If it were up to Hayes, I’d do no work at all, and he’s said as much, but getting paid by a man to wander around his house naked feels like a turn in the wrong direction, and I still have enough free time after I run his errands to get some writing done. There is no more time spent staring blankly at my laptop—the words are flying now, because I’ve finally realized this book is not Aisling and Ewan’s love story. Theirs was the love of children, not adults. It’s Julian and Aisling who pop off the page, whose every clash comes through with a flash of color, a burst of sound. It’s their story now, even if it wasn’t when the book began.
I’ve just finished writing the sex scene—it’s mild enough for a young adult novel but still has me worked up—when Hayes texts from his car, saying he’s done early.
Show me what I’m coming home to, he demands.
I kick off my shoes and go to his room, stripping naked and climbing into bed. It’s been a long time since I’ve attempted to take a nude photo. I’d forgotten how hard it is to get an angle without double chins or boobs flopping weirdly, though I feel oddly certain he’d be happy with anything as long as I’m naked.
I send the only decent shot I managed to take, and he texts me immediately, telling me to stay right where I am.
Within minutes, I hear him come through the door, taking the stairs two at a time, then he’s standing at the threshold.
“Remove that sheet,” he growls, looking me over in a way that gives me the best kind of chills.
I comply, and his gaze devours me as he moves to the foot of the bed. He wrenches his shirt off, all clenched muscles and urgency. The pants follow. My legs spread as he climbs over me, bracing on his forearms, his mouth pressed to mine.
I will never tire of this, I think, as I look up at him. Hayes, open to me, eyes heavy lidded as he pushes inside me.

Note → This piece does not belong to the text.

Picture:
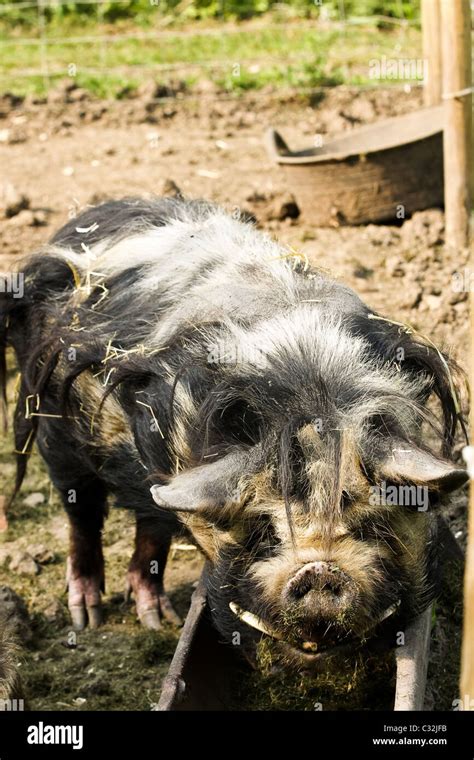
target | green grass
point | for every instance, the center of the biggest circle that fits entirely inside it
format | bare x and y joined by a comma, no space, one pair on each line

You won’t get the chance to tire of it, some cynical voice in my head counters, and I will it away. Our time is fleeting and I refuse to let the truth ruin everything.
An hour later, I’ve come more times than I can count and am curled up against him. These moments are my favorite: the smell of his skin against my nose, his hand smoothing over my bare back, the way he seems so completely content. I’m nearly lulled to sleep by exhaustion and the rise and fall of his chest when he speaks.
“When do I get to read your book?” he asks.
The question wakes me. I’d never even considered the possibility, nor do I want to. Reading a story that parallels our time together would tell him so much more about how I feel than I’m ready for him to know.
“Never,” I reply.
“Why?” he asks with a hint of a smile. “Because I’m Julian and Matt is Ewan? And if Ewan is actually Sam I’m going to be really put out.”
His arrogance, so infuriating once upon a time, just makes me laugh now. Besides…he’s right. “What makes you think Julian’s you?”
“Tall, dashing, irresistible. Obviously, it’s me. Although I can’t believe you named me Julian. Couldn’t it have been something manlier—Steve, perhaps, or Chuck?”
“Yes, both Steve and Chuck totally sound like popular names for fae royalty in the 1800s.” My hand glides over his chest. I bet he can go one more round before dinner.
“At least tell me how it ends, if nothing else.”
My palm goes flat and still. “I don’t know how it’s going to end yet,” I reply, quieter now.
Aisling does not end up with Ewan, but I still don’t see how she can end up with Julian either. And the mere fact that I’m struggling to come up with a believable happy ending, when I have infinite fae magic at my disposal, reminds me a happy ending in real life, with Hayes, is even less likely.